Fresh figures by accounting software provider Xero shows Australian small businesses continued their strong momentum, with a 7.2 per cent year-on-year increase in sales for the first quarter of 2026.

This is roughly in line with the longer term average of 7.9 per cent quarterly growth.

Surprisingly in the month of March sales momentum accelerated up 10.9 year-on-year, despite it being the month when fuel prices jumped due to the US/Israel and Iran conflict.

According to the ABS, transport prices added 9.2 per cent to costs, primarily due to a 32.8 per cent surge in monthly automotive fuel prices.

Before the start of the war on February 28, about a fifth of the world’s oil and gas supply was shipped through the Strait of Hormuz, but various blockages sent the price of fuel skyward.

At the same time, these businesses received a secondary blow, as the Reserve Bank of Australia lifted interest rates twice in the quarter by a total of 50 basis points, taking the cash rate to 4.10 per cent.

Xero economist Louise Southall told NewsWire March’s spending data followed a strong lead in at the end of 2025.

“Certainly the picture at the moment is small businesses have made a solid start to the year,” she said.

“For the first four weeks (since the conflict started) people are still spending in small businesses.

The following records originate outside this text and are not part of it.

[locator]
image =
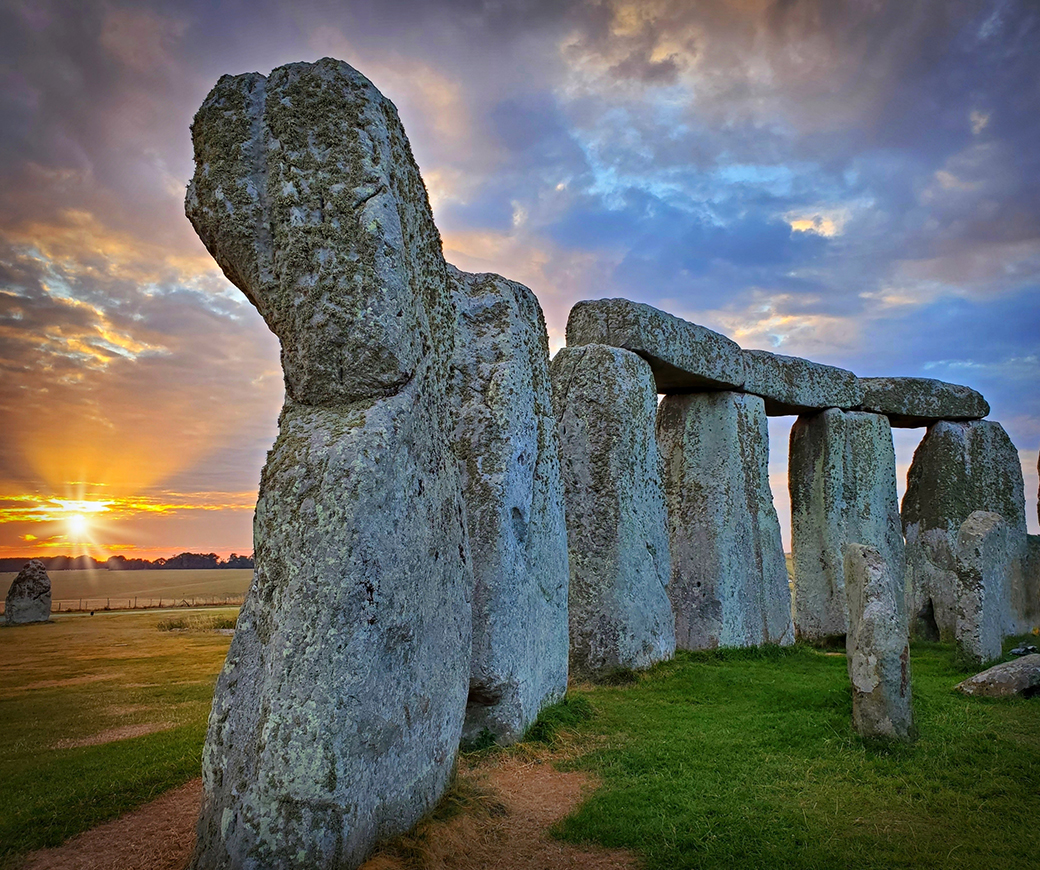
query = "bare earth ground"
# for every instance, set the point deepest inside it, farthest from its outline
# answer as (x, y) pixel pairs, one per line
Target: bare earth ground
(530, 796)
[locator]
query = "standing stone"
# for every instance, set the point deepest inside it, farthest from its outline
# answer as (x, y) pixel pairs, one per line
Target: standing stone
(338, 713)
(505, 438)
(984, 564)
(958, 468)
(620, 615)
(842, 489)
(29, 597)
(877, 647)
(729, 579)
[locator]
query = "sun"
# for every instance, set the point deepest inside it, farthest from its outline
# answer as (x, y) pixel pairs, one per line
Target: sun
(78, 525)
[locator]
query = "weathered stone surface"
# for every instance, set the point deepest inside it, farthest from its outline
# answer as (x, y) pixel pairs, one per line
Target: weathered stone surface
(958, 468)
(620, 614)
(919, 401)
(729, 580)
(509, 451)
(791, 385)
(29, 597)
(682, 356)
(841, 474)
(877, 647)
(984, 563)
(338, 712)
(1011, 678)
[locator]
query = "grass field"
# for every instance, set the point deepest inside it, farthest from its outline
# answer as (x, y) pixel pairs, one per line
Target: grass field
(721, 760)
(72, 585)
(79, 679)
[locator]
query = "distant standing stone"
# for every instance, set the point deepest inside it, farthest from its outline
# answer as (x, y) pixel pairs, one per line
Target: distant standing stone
(877, 647)
(620, 614)
(841, 474)
(729, 578)
(509, 453)
(1011, 678)
(29, 597)
(984, 564)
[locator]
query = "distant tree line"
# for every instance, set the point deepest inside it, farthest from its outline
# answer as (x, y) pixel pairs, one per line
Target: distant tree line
(192, 561)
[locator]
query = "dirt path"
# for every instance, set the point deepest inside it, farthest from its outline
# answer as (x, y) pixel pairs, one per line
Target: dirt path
(522, 798)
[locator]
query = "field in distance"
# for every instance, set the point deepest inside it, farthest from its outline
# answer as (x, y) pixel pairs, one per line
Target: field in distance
(72, 585)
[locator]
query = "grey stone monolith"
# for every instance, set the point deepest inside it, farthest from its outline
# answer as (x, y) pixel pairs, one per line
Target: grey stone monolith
(877, 647)
(29, 597)
(958, 468)
(729, 579)
(620, 614)
(338, 713)
(919, 401)
(682, 356)
(509, 451)
(984, 560)
(841, 476)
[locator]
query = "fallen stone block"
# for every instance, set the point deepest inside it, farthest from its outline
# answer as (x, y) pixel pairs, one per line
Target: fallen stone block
(791, 385)
(338, 713)
(683, 356)
(29, 597)
(841, 475)
(1020, 677)
(729, 579)
(877, 648)
(919, 401)
(620, 613)
(509, 453)
(958, 468)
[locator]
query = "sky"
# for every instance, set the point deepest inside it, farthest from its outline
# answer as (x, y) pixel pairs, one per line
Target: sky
(857, 183)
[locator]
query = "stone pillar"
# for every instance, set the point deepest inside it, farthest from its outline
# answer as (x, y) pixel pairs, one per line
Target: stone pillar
(877, 647)
(617, 529)
(984, 560)
(509, 452)
(960, 468)
(729, 579)
(842, 490)
(338, 713)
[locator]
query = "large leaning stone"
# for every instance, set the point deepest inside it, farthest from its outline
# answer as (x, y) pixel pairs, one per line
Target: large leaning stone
(841, 476)
(877, 647)
(338, 713)
(957, 469)
(729, 579)
(29, 597)
(505, 438)
(1020, 677)
(620, 614)
(920, 401)
(985, 559)
(682, 356)
(791, 385)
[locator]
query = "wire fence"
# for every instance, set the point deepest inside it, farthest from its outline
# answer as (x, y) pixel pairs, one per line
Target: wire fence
(95, 605)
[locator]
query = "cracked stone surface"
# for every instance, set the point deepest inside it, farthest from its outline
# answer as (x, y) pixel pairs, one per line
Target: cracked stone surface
(877, 647)
(620, 614)
(509, 452)
(338, 713)
(29, 597)
(841, 475)
(729, 579)
(957, 469)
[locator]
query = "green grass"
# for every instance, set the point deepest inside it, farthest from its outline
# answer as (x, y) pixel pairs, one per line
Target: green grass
(67, 681)
(746, 759)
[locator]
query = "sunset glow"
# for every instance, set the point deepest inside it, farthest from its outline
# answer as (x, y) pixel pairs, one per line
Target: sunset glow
(860, 186)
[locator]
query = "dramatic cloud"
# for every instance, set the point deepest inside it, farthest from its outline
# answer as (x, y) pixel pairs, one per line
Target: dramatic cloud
(854, 182)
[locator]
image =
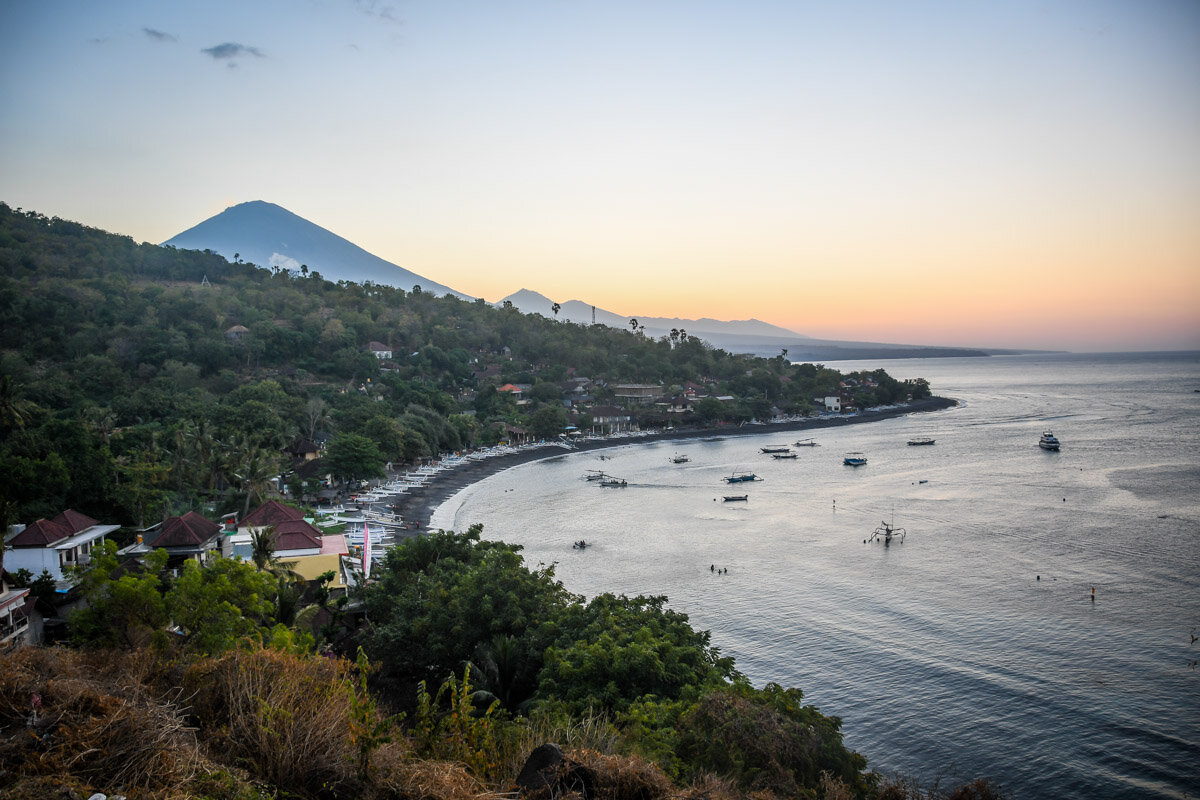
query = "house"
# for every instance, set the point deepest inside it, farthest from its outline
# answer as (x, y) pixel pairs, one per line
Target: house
(516, 435)
(54, 545)
(637, 392)
(270, 515)
(516, 390)
(15, 612)
(190, 536)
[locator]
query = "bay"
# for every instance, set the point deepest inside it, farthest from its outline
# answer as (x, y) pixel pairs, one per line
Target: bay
(972, 649)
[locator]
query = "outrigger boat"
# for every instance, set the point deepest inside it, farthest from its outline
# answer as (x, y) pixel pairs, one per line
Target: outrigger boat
(887, 533)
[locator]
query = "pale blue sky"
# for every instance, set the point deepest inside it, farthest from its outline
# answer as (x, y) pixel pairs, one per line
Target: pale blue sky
(919, 172)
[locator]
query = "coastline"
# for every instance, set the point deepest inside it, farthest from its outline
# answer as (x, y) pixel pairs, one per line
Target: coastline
(419, 505)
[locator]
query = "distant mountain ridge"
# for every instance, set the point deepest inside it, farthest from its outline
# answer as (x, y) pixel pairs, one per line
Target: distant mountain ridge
(750, 336)
(576, 311)
(270, 235)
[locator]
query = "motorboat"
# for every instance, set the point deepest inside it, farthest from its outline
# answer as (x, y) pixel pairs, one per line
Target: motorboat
(886, 533)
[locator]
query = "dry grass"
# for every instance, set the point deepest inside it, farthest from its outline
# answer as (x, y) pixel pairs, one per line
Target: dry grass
(624, 777)
(281, 717)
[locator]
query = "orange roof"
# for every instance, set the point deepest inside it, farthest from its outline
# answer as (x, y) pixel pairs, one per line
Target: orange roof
(75, 522)
(189, 530)
(42, 533)
(271, 512)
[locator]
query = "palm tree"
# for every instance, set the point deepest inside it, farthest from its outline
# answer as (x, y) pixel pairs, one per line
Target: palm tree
(15, 409)
(255, 469)
(262, 547)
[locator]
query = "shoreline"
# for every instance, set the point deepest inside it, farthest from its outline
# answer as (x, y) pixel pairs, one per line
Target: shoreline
(419, 505)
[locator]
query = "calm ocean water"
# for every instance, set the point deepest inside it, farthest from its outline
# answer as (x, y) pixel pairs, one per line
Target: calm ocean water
(946, 655)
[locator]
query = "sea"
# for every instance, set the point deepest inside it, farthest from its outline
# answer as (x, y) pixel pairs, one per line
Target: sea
(1038, 623)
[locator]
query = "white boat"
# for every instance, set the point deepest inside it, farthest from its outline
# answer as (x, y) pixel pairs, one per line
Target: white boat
(886, 533)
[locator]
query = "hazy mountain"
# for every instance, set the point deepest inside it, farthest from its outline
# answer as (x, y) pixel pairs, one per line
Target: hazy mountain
(269, 235)
(749, 336)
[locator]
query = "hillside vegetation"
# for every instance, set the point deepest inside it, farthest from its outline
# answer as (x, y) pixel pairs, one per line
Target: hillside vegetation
(126, 395)
(129, 391)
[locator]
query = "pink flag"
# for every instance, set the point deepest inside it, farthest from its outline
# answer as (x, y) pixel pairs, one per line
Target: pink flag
(366, 552)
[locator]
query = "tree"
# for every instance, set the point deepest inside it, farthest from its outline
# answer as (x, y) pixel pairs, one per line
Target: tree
(125, 608)
(618, 650)
(353, 457)
(435, 600)
(219, 603)
(547, 421)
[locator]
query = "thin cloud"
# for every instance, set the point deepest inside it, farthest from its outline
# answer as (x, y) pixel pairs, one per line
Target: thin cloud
(229, 50)
(384, 11)
(159, 36)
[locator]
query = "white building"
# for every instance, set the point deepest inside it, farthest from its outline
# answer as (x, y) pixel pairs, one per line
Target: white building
(54, 545)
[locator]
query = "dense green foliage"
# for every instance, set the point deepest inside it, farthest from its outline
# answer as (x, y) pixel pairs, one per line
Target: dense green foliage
(139, 380)
(445, 600)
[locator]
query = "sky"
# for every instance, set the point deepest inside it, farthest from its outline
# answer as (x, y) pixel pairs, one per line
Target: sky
(963, 173)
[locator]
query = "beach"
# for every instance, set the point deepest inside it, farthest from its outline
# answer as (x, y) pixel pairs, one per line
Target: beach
(418, 505)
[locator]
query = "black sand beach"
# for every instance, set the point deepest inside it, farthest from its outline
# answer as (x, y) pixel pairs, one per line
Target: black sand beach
(418, 506)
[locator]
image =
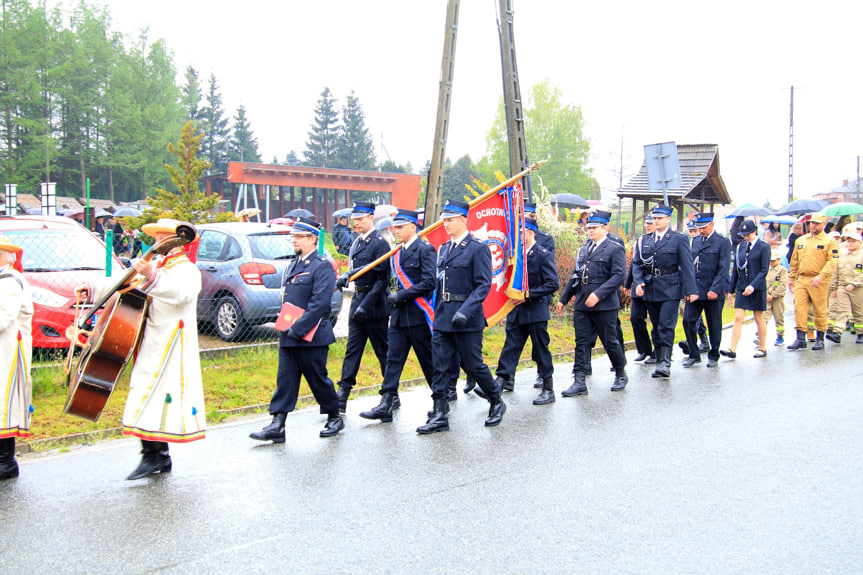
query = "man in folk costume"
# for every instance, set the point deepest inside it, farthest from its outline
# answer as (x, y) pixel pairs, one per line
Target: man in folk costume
(308, 283)
(16, 313)
(166, 395)
(412, 312)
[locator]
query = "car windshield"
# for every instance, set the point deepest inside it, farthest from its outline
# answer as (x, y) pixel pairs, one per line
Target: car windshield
(272, 246)
(58, 250)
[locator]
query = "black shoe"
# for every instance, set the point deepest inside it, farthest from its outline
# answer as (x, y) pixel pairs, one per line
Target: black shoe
(155, 459)
(578, 387)
(8, 465)
(800, 342)
(335, 423)
(452, 392)
(274, 432)
(620, 381)
(663, 365)
(438, 420)
(344, 394)
(546, 396)
(383, 411)
(469, 384)
(495, 412)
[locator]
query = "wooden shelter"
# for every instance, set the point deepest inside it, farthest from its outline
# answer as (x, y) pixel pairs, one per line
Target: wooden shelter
(702, 185)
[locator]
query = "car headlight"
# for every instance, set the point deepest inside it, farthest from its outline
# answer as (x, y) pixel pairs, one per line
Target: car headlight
(46, 297)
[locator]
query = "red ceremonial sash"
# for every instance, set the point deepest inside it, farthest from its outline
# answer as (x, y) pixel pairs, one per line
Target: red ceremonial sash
(422, 302)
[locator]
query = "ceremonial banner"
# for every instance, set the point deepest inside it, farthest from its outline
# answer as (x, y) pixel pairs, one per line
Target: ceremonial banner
(498, 220)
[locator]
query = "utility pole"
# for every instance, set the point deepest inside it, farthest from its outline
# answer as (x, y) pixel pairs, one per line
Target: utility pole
(791, 151)
(518, 160)
(434, 191)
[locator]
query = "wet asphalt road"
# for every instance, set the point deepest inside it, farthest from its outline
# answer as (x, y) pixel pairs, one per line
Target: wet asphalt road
(754, 467)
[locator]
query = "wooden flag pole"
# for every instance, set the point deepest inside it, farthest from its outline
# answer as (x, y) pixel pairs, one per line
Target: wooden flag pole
(533, 167)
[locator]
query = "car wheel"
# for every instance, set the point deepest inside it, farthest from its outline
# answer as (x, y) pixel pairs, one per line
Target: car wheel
(230, 324)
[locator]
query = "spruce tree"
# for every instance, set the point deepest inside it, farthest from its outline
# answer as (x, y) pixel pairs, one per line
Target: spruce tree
(243, 146)
(355, 146)
(323, 137)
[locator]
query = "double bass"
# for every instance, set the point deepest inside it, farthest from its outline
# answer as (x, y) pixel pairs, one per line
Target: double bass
(113, 339)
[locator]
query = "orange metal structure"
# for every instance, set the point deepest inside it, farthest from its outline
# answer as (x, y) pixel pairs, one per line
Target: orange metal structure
(319, 190)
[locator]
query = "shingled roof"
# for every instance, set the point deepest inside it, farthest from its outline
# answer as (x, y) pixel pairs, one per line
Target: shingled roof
(699, 175)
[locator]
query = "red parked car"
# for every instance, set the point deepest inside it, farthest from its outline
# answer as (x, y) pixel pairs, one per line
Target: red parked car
(58, 253)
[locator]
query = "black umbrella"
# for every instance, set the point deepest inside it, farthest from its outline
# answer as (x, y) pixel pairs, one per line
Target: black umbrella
(300, 213)
(567, 200)
(748, 210)
(799, 207)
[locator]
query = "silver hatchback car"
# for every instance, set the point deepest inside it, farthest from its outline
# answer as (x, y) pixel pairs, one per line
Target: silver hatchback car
(241, 267)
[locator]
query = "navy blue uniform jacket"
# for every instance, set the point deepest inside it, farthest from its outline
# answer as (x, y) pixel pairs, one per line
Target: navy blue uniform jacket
(756, 267)
(605, 270)
(711, 257)
(371, 287)
(672, 258)
(542, 282)
(464, 272)
(309, 285)
(418, 263)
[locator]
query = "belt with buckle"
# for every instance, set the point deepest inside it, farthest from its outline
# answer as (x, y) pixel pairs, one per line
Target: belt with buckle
(446, 296)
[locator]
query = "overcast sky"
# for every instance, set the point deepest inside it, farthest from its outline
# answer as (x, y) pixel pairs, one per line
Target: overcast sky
(642, 72)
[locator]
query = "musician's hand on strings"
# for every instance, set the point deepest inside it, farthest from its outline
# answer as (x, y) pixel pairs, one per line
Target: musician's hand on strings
(144, 268)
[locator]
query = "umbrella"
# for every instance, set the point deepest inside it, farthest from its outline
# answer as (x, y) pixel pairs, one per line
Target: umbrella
(748, 210)
(383, 223)
(384, 211)
(781, 220)
(799, 207)
(842, 209)
(567, 200)
(127, 211)
(300, 213)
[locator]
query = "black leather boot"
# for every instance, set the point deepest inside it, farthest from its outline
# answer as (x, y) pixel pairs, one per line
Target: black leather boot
(343, 394)
(819, 341)
(546, 396)
(274, 432)
(495, 411)
(335, 423)
(452, 392)
(469, 384)
(620, 381)
(383, 411)
(578, 387)
(155, 459)
(663, 365)
(800, 342)
(8, 465)
(438, 420)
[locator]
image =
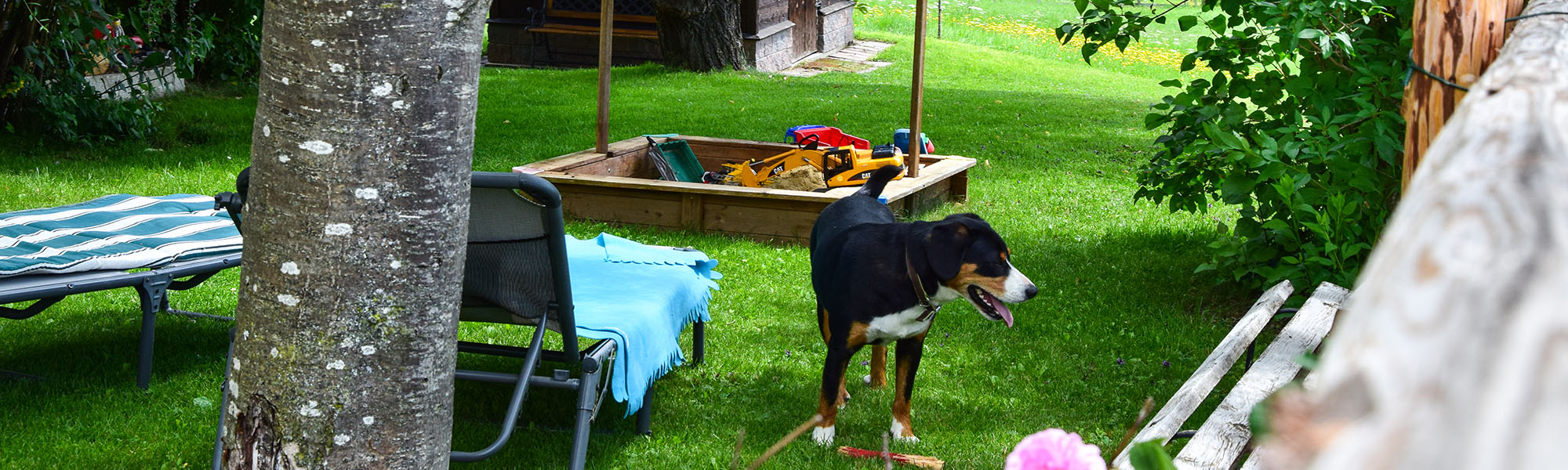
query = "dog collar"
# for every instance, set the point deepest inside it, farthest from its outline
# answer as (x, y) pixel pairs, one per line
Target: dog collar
(920, 292)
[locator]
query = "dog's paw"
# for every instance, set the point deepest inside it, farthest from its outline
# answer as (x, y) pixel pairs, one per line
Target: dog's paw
(822, 436)
(898, 433)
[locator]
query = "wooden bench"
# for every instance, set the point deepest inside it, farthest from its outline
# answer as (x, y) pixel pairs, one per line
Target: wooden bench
(1225, 436)
(581, 18)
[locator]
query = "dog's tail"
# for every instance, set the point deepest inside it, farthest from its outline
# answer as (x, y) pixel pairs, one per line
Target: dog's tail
(879, 181)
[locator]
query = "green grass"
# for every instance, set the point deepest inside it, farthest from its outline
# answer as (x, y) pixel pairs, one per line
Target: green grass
(1056, 143)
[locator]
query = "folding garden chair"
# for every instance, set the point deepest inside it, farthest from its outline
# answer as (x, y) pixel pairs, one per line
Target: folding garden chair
(520, 272)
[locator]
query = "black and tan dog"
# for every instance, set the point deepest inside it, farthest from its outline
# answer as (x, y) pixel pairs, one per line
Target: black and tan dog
(880, 281)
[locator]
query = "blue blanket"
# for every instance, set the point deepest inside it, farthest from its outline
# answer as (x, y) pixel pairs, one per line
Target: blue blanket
(114, 233)
(642, 298)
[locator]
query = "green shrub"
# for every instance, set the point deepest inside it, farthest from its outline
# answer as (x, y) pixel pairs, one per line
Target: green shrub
(51, 46)
(236, 42)
(1299, 128)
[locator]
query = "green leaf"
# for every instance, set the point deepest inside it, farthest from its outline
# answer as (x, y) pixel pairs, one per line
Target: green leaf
(1089, 51)
(1218, 23)
(1150, 455)
(1238, 189)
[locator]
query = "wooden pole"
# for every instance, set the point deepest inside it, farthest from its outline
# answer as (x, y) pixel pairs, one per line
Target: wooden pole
(916, 92)
(1453, 352)
(1454, 40)
(606, 29)
(783, 443)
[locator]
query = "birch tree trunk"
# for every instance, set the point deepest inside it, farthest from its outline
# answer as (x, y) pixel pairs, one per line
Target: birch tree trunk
(355, 226)
(702, 35)
(1454, 349)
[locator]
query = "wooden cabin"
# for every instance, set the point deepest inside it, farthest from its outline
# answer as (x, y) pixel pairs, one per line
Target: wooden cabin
(777, 34)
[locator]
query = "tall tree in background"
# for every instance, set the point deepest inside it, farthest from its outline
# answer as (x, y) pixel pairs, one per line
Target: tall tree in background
(355, 228)
(702, 35)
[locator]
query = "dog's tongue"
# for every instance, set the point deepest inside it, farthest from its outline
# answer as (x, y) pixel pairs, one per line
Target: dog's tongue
(1001, 308)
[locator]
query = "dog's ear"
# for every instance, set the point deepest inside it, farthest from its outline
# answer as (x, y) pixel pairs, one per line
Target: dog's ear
(945, 247)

There still seems to be a bit left over after they fuel up their car, which is great news.”

Despite the strong start to start, Ms Southall warns there is still so much uncertainty due to the Middle East crisis.

“People sometimes miss small businesses cop a double blow from an inflation spike – in this case a fuel price spike – because they get hit on both the cost side and also the demand side,” she said.

Despite the strong start to the quarter, Ms Southwall is also flagging the transport and logistics industries have been impacted, which could flow through to other parts of the economy. .

“We can see that small businesses that provide passenger and freight services have already been impacted by higher fuel prices,” she said.

“We are now watching closely to see if and how this inflationary impact bleeds into small businesses providing other goods and services in the coming months and how higher prices could affect overall business activity.”

Xero – who based the results on real anonymised and aggregated spending data and monitored ABS statistics – says much of the growth was in construction, healthcare and financial services.

“Construction has been a sector that gathered momentum last year into this year due to government policies at both state and federal levels are really focusing on improving housing supply,” she said.

“Looking ahead, they can be heavily impacted by the second round of the fuel price spikes, so we will have to see how higher interest rates play out on the demand side and how that interacts with supportive supply side policies in that sector.”

Meanwhile, the healthcare sector has mainly been driven by the National Insurance and Disability Scheme (NDIS).

Ms Southall said Australian small businesses have fared better to the initial oil price crisis, continuing a strong run for locals over other countries including the US, UK, Canada and New Zealand.

“Australia didn’t rate interest rates as much as other countries did, so as a result of this we didn’t have the same economic slow down as say New Zealand has had.

“Also if we look at somewhere like Canada, they are heavily impacted by US trade policy, which we have been protected from.”